共和党全国委員会のジョー・グルーターズ委員長は、ブルームバーグ・テレビジョンの週末番組「Bloomberg This Weekend」に出演し、トランプ大統領の職務遂行に対する不支持率が共和党内でわずかに上昇している最新の世論調査結果について見解を示した。同委員長は「大統領は一貫して平均的な米国労働者のために尽力してきた」と擁護する一方、労働組合員票の動向が今後の選挙戦略に影響を与えるとの認識を明らかにした。

ブルームバーグが報じたインタビューで、グルーターズ氏は司会のデビッド・グラ氏とクリスティーナ・ルフィニ氏の質問に応じ、党内支持率の微減を「一時的なノイズ」と位置づけた。同氏は「政策の実行段階では必ず摩擦が生じる。とりわけ通商政策や移民規制の強化は、短期的に不快感を生むが、中長期的には労働者階級の所得基盤を強化する」と強調した。

党内支持率に亀裂の兆候か

世論調査会社の最新データによると、共和党支持層におけるトランプ大統領の不支持率は前月比で3ポイント程度上昇し、約15%に達した。数値自体は依然として低水準だが、政権発足以来の上昇幅としては最大となる。調査を実施したピュー・リサーチセンターのアナリストは「党内からも通商政策の不透明感や連邦政府の一時閉鎖リスクに対する倦怠感が漂い始めている」と分析する。

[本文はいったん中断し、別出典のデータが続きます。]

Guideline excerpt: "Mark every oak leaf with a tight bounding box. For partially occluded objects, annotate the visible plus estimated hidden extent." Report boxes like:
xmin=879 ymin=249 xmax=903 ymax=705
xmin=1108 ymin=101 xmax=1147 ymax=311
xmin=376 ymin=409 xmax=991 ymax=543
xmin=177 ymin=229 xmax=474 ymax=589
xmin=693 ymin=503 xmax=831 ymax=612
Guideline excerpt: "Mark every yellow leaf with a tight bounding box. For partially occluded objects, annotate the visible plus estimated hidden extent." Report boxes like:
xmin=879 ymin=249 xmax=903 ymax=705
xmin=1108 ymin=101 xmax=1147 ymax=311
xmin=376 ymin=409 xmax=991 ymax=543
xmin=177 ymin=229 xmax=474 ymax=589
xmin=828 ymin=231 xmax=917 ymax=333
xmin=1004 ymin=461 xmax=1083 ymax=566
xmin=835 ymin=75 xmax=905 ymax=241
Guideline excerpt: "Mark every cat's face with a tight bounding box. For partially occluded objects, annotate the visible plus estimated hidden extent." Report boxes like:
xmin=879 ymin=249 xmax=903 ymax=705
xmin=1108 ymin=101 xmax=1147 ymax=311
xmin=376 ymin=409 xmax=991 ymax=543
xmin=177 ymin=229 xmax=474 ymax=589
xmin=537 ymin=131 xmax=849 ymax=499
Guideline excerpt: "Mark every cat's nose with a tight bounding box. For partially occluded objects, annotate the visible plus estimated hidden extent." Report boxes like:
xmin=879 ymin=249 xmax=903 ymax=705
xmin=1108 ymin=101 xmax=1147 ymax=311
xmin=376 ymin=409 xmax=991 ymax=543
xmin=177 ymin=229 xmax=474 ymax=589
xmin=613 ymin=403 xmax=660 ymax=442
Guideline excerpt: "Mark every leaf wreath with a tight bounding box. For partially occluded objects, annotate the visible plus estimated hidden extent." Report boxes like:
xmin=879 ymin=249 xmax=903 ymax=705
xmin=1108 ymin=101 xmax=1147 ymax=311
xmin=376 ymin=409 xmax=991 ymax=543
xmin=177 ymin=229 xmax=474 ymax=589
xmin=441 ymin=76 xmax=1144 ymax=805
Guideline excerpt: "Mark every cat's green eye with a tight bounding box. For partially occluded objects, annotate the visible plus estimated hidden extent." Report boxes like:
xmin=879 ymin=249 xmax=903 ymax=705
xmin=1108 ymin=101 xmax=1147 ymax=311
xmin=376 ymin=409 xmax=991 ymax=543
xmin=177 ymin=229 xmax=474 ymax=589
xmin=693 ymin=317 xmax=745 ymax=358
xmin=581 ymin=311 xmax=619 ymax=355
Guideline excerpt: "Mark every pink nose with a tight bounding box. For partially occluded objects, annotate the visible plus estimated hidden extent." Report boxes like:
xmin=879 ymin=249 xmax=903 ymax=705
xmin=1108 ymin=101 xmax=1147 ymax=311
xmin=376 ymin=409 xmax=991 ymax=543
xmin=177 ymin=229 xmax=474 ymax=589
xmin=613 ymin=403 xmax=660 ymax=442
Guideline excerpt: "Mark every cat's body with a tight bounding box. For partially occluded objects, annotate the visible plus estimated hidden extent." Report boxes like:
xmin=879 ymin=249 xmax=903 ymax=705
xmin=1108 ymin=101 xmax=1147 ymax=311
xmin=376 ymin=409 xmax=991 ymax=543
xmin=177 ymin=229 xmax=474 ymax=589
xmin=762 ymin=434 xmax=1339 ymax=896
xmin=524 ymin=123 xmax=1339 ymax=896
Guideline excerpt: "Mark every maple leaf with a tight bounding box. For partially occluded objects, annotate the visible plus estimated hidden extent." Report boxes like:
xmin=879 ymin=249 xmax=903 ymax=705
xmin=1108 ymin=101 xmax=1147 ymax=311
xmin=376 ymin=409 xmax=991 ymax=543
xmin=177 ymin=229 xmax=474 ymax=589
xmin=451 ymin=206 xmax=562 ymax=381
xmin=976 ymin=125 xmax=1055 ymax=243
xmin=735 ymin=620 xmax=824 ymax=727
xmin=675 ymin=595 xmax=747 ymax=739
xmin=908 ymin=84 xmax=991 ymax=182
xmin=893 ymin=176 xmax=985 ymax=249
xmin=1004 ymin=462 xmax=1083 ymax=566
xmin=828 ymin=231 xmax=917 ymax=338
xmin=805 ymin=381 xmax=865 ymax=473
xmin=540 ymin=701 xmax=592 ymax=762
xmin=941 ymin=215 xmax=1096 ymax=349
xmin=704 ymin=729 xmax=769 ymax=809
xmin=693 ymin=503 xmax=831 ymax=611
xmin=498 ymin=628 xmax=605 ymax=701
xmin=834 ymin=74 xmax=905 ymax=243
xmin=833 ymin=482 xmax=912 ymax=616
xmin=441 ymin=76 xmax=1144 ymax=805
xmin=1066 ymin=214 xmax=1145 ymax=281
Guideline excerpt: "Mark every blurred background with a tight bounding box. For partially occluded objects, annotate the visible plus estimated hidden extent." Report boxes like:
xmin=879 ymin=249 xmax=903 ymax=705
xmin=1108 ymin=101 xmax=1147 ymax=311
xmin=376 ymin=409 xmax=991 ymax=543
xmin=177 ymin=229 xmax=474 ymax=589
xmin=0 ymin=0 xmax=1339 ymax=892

グルーターズ氏はこの数字を正面から認めつつも、「大統領の核心的支持基盤である労働者階級の白人有権者は、賃金上昇率が3.5%を超え、実質所得が改善している現実を評価している」と反論した。実際、労働省統計局の直近データでは、製造業セクターの平均時給は前年同月比で4.2%上昇しており、トランプ政権が注力するリショアリング政策の成果が一部で可視化されつつある。

労組票をめぐる攻防の行方

グルーターズ氏はインタビューの中で、特に中西部のラストベルト地帯における労働組合員の支持動向に言及した。同氏は「民主党が伝統的に強いとされてきた全米自動車労働組合や鉄鋼労働組合の内部でも、現政権の通商姿勢を評価する声が静かに広がっている」と指摘し、2020年大統領選挙に向けてミシガン州やペンシルベニア州での票田拡大に自信を示した。

しかし、労組票の共和党へのシフトが決定的かどうかは依然として不透明である。米国労働総同盟・産業別組合会議の政治部長を務める関係者は「一部の組合員が通商政策に好意を持っているのは事実だが、団体交渉権の制限や最低賃金引き上げへの消極姿勢は、むしろ組合組織全体の反発を強めている」と語る。実際、サービス従事者国際組合が昨年実施した組合員アンケートでは、トランプ大統領の労働政策全体を支持すると答えた割合は共和党支持層でも28%にとどまった。

日本企業の対米投資戦略への含意

トランプ政権の労働重視路線は、米国市場に深く入り込む日本企業の経営判断にも影を落とす。自動車産業を中心に日系メーカーは現地生産比率を高めているが、通商拡大法232条に基づく自動車関税の行方や、米国・メキシコ・カナダ協定における原産地規則の厳格化は、サプライチェーンの再構築を迫る要因となる。

ブルームバーグ・インテリジェンスのアナリスト予測では、仮に乗用車に25%の追加関税が課された場合、トヨタ自動車やホンダの年間営業利益はそれぞれ約5億ドルから8億ドル押し下げられる可能性がある。ある日系大手の北米統括会社幹部は「政権の労働者優先のレトリックが実際の政策に反映されるほど、我々は柔軟な生産アロケーションと雇用の現地化を加速させる必要がある」と述べた。

選挙戦略としてのポピュリズム再考

グルーターズ氏は番組内で、トランプ陣営が2020年選挙に向けて「雇用を取り戻した大統領」というナラティブを強化する方針であることも明かした。同氏は「有権者はGDP成長率2.1%よりも、地元工場の求人数が増えた実感に投票する。大統領はその感覚を誰よりも理解している」と結んだ。

政治アナリストの間では、この戦略が郊外在住の高学歴層には裏目に出るリスクを指摘する声もある。クイニピアック大学世論調査研究所が先月発表したデータでは、大卒以上の白人層における不支持率は、同党内ですら22%に上昇しており、経済実感と文化的な価値観の分断が党内支持率の変動に影響している可能性が高い。